After we had walked around the perimeter, we walked the mile into town. Admittedly the shopping area wasn’t somewhere you’d go for a pleasant afternoon out. There’s obviously a lot of deprivation in this area, but we saw some mighty fine buildings from the ports heyday
And as Electric boaters we enjoyed seeing Yorkshire Electric Power company building
Goole has been home to some prestigious people, the local artist Reuben Chappell, was a pierhead painter and his work is celebrated with paintings displayed in a trail around the town and docks. I liked this one, of ths good ship the George Kilner, named after the George Kilner himself, a Rotherham who invented the Kilner jar.
Unfortunately the Waterways Museum that is still advertised on most canal literature closed it’s doors permanently in early June, but we still walked down the lane overlooking the Dutch River. the Dutch man Cornelius Vermuyden who engineered the flood plain, drains and waterways around here in 1600s. Tidal rivers never look their prettiest at low tide,
We only stayed one night in Goole and low and behold when we left, who should we meet under the bridge…. yes our leviathon the Exol Pride.

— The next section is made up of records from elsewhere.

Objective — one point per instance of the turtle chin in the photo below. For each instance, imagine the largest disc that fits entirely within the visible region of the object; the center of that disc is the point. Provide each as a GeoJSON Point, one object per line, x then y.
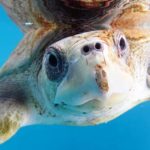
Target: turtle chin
{"type": "Point", "coordinates": [95, 111]}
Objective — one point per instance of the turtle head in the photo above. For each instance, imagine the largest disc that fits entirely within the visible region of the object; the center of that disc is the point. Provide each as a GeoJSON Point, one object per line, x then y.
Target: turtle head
{"type": "Point", "coordinates": [87, 78]}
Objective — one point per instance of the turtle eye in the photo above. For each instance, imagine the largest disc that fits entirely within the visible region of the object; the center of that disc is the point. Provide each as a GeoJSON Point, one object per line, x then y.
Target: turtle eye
{"type": "Point", "coordinates": [56, 64]}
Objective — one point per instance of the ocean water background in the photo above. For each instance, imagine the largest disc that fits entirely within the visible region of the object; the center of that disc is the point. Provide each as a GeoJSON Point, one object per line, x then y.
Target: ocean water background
{"type": "Point", "coordinates": [131, 131]}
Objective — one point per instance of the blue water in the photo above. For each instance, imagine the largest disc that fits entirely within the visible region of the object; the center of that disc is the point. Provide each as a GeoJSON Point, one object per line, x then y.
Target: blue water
{"type": "Point", "coordinates": [131, 131]}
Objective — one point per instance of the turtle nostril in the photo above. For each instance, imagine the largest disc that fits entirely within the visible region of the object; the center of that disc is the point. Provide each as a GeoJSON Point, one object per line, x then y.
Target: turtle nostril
{"type": "Point", "coordinates": [86, 50]}
{"type": "Point", "coordinates": [98, 46]}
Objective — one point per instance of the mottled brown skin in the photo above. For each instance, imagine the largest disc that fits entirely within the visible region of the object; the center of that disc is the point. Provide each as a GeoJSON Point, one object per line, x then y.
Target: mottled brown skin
{"type": "Point", "coordinates": [46, 22]}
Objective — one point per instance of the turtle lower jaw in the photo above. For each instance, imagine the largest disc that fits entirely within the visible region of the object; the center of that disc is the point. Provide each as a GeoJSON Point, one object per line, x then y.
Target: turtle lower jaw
{"type": "Point", "coordinates": [93, 112]}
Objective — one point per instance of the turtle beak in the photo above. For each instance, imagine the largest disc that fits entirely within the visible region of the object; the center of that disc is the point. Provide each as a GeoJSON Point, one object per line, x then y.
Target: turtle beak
{"type": "Point", "coordinates": [79, 86]}
{"type": "Point", "coordinates": [93, 76]}
{"type": "Point", "coordinates": [84, 82]}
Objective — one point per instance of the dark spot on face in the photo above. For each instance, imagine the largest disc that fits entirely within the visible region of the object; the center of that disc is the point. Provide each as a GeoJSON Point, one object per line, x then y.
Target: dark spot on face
{"type": "Point", "coordinates": [98, 46]}
{"type": "Point", "coordinates": [85, 50]}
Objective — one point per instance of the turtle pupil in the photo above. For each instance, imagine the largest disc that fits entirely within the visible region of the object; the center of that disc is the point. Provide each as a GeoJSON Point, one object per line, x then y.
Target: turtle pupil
{"type": "Point", "coordinates": [53, 60]}
{"type": "Point", "coordinates": [122, 44]}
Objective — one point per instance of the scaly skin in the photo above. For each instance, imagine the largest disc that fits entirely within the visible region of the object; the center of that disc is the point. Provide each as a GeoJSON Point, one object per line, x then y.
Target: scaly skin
{"type": "Point", "coordinates": [27, 96]}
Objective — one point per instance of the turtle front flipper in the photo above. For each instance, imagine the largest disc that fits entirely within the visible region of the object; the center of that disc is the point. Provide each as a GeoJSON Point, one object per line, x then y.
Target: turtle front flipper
{"type": "Point", "coordinates": [134, 16]}
{"type": "Point", "coordinates": [12, 109]}
{"type": "Point", "coordinates": [32, 14]}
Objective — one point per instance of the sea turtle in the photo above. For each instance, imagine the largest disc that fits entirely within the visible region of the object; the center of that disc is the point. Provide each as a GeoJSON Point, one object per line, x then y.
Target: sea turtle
{"type": "Point", "coordinates": [84, 79]}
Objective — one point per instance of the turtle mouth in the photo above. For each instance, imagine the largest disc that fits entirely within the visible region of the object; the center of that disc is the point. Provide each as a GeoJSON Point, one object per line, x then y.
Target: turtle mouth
{"type": "Point", "coordinates": [92, 106]}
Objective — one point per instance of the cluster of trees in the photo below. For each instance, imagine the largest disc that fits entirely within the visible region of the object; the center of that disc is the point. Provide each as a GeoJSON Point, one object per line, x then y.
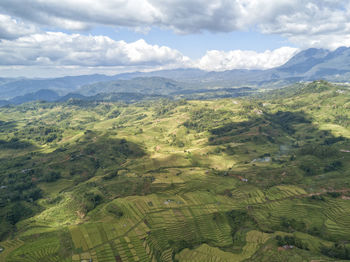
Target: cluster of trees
{"type": "Point", "coordinates": [338, 250]}
{"type": "Point", "coordinates": [42, 134]}
{"type": "Point", "coordinates": [291, 241]}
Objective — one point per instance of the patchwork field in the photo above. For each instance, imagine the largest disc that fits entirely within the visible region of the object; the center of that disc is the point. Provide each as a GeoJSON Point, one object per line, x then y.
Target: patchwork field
{"type": "Point", "coordinates": [254, 179]}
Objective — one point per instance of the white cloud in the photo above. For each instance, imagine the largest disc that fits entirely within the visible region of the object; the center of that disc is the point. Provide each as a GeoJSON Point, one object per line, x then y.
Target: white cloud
{"type": "Point", "coordinates": [62, 52]}
{"type": "Point", "coordinates": [306, 23]}
{"type": "Point", "coordinates": [215, 60]}
{"type": "Point", "coordinates": [60, 49]}
{"type": "Point", "coordinates": [11, 28]}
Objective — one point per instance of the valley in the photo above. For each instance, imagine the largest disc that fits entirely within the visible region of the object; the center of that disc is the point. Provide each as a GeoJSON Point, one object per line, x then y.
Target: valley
{"type": "Point", "coordinates": [263, 177]}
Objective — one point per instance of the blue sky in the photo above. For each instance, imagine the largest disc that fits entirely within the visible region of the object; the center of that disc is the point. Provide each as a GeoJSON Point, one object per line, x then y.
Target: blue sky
{"type": "Point", "coordinates": [196, 45]}
{"type": "Point", "coordinates": [65, 37]}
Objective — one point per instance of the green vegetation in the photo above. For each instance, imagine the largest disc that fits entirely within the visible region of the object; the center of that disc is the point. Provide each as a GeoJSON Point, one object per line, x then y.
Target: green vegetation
{"type": "Point", "coordinates": [249, 179]}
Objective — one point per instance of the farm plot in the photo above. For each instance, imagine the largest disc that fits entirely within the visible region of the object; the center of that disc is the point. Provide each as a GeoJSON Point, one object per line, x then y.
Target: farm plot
{"type": "Point", "coordinates": [254, 239]}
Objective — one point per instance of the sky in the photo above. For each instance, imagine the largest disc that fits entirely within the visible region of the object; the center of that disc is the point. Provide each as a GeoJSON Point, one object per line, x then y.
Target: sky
{"type": "Point", "coordinates": [51, 38]}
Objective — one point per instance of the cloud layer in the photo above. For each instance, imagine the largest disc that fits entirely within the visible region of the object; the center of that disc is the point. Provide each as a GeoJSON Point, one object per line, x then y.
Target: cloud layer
{"type": "Point", "coordinates": [25, 42]}
{"type": "Point", "coordinates": [60, 49]}
{"type": "Point", "coordinates": [294, 19]}
{"type": "Point", "coordinates": [55, 49]}
{"type": "Point", "coordinates": [215, 60]}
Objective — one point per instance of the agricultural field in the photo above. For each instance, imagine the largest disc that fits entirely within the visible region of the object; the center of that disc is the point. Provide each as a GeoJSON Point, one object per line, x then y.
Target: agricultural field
{"type": "Point", "coordinates": [263, 178]}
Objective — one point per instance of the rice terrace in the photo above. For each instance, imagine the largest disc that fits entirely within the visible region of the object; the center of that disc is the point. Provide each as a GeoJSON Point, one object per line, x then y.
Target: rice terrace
{"type": "Point", "coordinates": [178, 180]}
{"type": "Point", "coordinates": [174, 131]}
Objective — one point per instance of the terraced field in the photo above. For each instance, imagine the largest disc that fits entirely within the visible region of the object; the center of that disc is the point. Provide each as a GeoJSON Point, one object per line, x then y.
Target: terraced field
{"type": "Point", "coordinates": [224, 180]}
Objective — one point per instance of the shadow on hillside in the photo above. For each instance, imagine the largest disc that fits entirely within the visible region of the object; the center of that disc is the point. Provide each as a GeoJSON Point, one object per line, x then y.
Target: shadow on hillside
{"type": "Point", "coordinates": [301, 149]}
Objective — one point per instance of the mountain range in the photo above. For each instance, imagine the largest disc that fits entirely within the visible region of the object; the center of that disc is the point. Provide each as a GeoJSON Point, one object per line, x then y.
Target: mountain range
{"type": "Point", "coordinates": [308, 65]}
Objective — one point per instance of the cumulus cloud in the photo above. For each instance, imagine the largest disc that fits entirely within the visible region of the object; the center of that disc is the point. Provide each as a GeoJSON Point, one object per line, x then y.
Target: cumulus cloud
{"type": "Point", "coordinates": [55, 49]}
{"type": "Point", "coordinates": [11, 28]}
{"type": "Point", "coordinates": [215, 60]}
{"type": "Point", "coordinates": [60, 49]}
{"type": "Point", "coordinates": [291, 18]}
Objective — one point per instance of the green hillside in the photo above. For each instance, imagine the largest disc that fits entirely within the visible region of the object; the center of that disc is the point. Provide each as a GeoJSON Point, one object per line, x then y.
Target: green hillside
{"type": "Point", "coordinates": [264, 178]}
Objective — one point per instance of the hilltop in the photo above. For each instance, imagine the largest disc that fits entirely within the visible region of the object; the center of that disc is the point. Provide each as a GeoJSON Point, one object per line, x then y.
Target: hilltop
{"type": "Point", "coordinates": [308, 65]}
{"type": "Point", "coordinates": [235, 179]}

And to make us chuckle even more, when we had talked to one of the Dockers about the ships in port and said we’d seen the pride in Rotherham he said, with complete sincerity, “oh, the little one”…
So despite the amusement it caused, we did enjoy our little diversion into Goole. And despite my typing still being auto corrected to a certain search engine the name Goole comes from the middle English “goule” which means stream.
Barnby Dun provided us with safe haven for a few days whilst we sat out the worst of the heavy rain. It’s a nice little place, big enough to have a co-op and a chippy, but sadly no pub. We weren’t very happy not being able to cruise, but were actually quite grateful for the amount of rain as it would help fill some of the reservoirs struggling to keep the northern canals running over the summer. I took great pleasure in our view, the cattle and their very young calves came calling every day on the opposite bank
Not all our visitors were cows as friends from Suffolk had tracked us down in an effort to find a rainy day activity whikst they were on holiday.
And the sheep in the next field were most interested in me when I went walking.
I wonder if they knew what I was thinking when I eyed them up. I was able to catch a train back into Sheffield to attend a huge fibre festival called the Wool Monty
Tempted though I was, I only bought a fraction of this treasure. Even so, Eric thought it wise that we should move on immediately in case I decided to go back for the second day of the fayre. About a mile north of Barnby Dun, the canal divides. Having travelled down the right hand side when we came south, this time we veered left
And onto the New junction canal heading towards Leeds and Goole.
And over the Don Aquaduct with its impressive guillotine flood gates.
It looks quite impressive from up here, but looking down onto the River itself showed a different side, as the gathering debris meets the pillars for the Aquaduct.
The New Junction Canal is a perfectly straight “modern” highway. It was built in 1905 to carry freight to and from North Yorkshire. We thought it would be a quick journey being only 5.5miles long and having only 1 lock but it actually has 5 swing/lift bridges and took us about 3 hours. I doubt it takes the Exol Pride oil tanker that long, but they have a team of lock keepers running ahead to operate the bridges. I had to leap out do the hard work myself.
We moored at the end of the New Junction whilst we debated left or right, looking back for as far as the eye could see, marvelling at how different canals can be.